I have a friend who remodels churches and builds new church pews. A few years ago he asked if I wanted his scrap lumber to burn, he would even deliver it.
Of course I said yes.
On Friday February 7th he brought a load out. One snowmobile trailer full and one pickup bed full of church pew backs, seats, and the little racks that hold the hymnals on the back of the pews. On Monday he brought out another load with more backs and the ends of the pews. He had them all cut up to about 2-3' long so I didn't have to cut hardly anything.

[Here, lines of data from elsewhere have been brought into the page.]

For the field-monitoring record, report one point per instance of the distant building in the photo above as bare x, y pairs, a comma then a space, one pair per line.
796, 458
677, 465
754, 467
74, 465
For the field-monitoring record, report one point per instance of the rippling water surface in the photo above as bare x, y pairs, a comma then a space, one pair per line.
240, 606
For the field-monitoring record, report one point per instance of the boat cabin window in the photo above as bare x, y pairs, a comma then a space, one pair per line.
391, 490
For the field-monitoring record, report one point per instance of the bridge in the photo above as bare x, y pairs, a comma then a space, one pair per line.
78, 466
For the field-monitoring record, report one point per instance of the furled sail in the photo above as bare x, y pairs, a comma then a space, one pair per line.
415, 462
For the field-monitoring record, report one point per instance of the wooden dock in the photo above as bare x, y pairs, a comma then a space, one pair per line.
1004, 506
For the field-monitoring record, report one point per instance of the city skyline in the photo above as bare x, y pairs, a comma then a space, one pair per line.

I helped him unload it outside, near the back of my wood shed and hoped I would figure out an easy way to move it inside my wood shed since there was still a pile of firewood in the back of the shed, and I didn't want to have to move that just to bring in this lumber. I want to burn this lumber first before it gets snowed on.

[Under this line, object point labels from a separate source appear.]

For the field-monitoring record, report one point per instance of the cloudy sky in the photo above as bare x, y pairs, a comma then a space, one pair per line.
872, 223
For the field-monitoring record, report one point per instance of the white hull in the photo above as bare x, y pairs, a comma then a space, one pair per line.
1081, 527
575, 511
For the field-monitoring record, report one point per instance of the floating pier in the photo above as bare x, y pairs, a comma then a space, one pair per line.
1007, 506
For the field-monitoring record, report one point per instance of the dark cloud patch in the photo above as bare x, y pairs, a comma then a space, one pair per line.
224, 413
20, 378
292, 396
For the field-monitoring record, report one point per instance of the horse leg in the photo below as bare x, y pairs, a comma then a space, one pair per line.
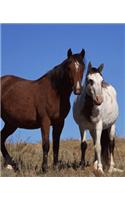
111, 147
83, 146
93, 135
45, 127
57, 129
6, 131
98, 146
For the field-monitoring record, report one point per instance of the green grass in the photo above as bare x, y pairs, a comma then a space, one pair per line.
29, 159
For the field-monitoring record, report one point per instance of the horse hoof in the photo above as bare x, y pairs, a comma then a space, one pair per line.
9, 167
44, 169
100, 170
111, 170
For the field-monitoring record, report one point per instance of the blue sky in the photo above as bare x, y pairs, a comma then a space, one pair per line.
32, 49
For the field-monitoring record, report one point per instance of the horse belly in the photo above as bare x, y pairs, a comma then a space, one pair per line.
18, 107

Most of the wood he brought was all flat pieces about 2' square and about 1" thick. I could toss it over the firewood pile, but that would make a huge mess, and if I had someone helping me, I could easily hit them. Then I remembered I have 3 of those 12' long aluminum roller conveyors that hook together. I brought one over and set it on top of the firewood pile on one end, and on a wheelbarrow on the other end and it worked great! Not one piece ever fell off the conveyor early, and I would stack them up to four high.
I'm posting this so that maybe it'll give someone an idea on moving wood, but mostly so that I have an idea of how long it took me to go through this lumber. I think I loaded the stove 3 times since then with regular firewood, and now am strictly using the pews. I fill the stove 1-2 times a day with about 15 flat pieces and it even lasts all night. Temps in the 20's and below.